4月6日に公表されたJPMorgan Chaseの2025年次報告書の書簡で、ダイモン氏は、AIが銀行を幅広く再構築し、同社の「事実上すべての機能、アプリケーション、プロセス」にまで及ぶと述べた。さらに同氏は、導入の歩みは、電気やインターネットを含む、これまでの技術的な変革よりも速くなる可能性が高いとも語った。これらはいずれも、経済全体に広がるまでに数十年を要した。
ダイモン氏はAIを銀行運営の中心に据える
米国最大手の銀行からのメッセージは、かなり率直だった。AIはもはや、脇役のサイドプロジェクトや、未来を見据えた実験として扱われていない。ダイモン氏はAIを、機関全体にわたって顧客に向けたサービス、社内の業務フロー、統制、意思決定、そして従業員のツールに影響を与えるものとして位置づけた。

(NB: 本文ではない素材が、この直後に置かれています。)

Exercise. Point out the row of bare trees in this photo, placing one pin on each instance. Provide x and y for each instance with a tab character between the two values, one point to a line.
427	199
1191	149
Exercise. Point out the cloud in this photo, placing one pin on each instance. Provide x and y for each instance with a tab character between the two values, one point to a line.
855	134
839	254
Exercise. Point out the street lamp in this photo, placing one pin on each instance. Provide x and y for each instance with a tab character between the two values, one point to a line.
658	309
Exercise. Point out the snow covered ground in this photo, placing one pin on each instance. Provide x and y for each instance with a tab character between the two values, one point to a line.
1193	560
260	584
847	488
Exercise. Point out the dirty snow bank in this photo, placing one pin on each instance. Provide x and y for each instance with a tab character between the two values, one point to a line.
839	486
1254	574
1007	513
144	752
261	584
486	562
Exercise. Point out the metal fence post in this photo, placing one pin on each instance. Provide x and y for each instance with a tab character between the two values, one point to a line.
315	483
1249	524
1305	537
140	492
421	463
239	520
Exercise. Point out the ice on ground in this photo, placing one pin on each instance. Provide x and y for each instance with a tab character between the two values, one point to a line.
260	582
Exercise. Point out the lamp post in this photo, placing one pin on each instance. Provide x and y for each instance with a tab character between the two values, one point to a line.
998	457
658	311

長期的には、それは「生産性に大きなプラスの影響」をもたらすはずだと同氏は書いている。
この言い回しが重要なのは、大手銀行は業務運営の変化を説明する際、慎重に動く傾向があるためだ。JPMorganが、AIがビジネスのほぼあらゆる隅々にまで届くことについてこれほど率直に語るのは、導入が選別された試験導入(パイロット)を超え、中核システムへと踏み込んでいることを示している。
これまでの技術転換より速く、しかも混乱も伴う
ダイモン氏が電気やインターネットと比較した点は印象的だったが、口調はやや心配をかき立てるものでもあった。氏は、変化の規模の大きさを認めつつ、その到来がどれほど早い可能性があるかにも触れていた。この組み合わせは、同時に2つの疑問を引き起こしやすい。生産性の向上はまずどこに現れるのか。そして、その過程でどの仕事が変えられるのか、あるいは消えていくのか。

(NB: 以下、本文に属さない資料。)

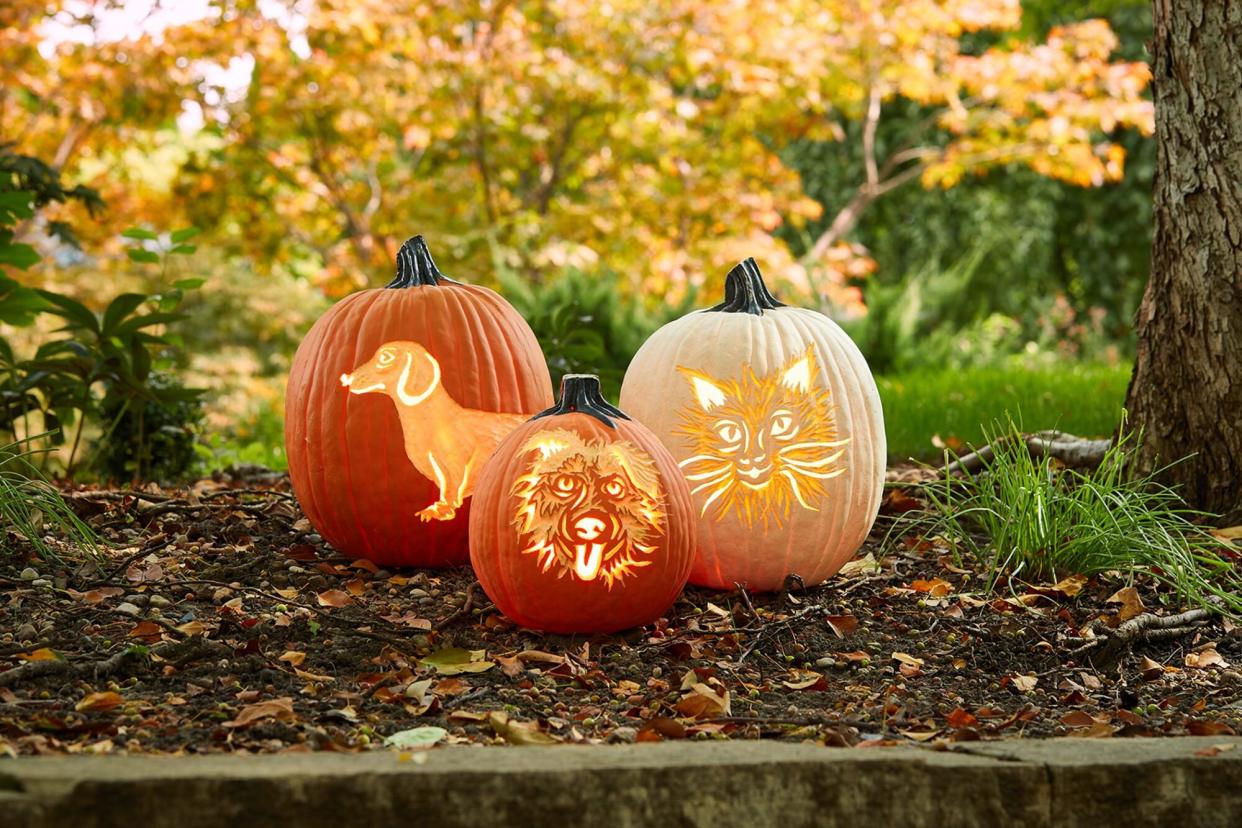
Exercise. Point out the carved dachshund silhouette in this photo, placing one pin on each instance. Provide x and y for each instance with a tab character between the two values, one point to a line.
445	441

当面、JPMorganはAIを、効率化のためのツールであると同時に、構造的な事業の変化でもあるものとして明確に位置づけている。これは、自動化をめぐる通常の企業の語り口よりも強いメッセージだ。銀行は、AIを既存の仕事の上に重ねるソフトウェアというよりも、その仕事の大部分がどのように行われるかを、徐々に書き換えていくものとして見ていることを示唆している。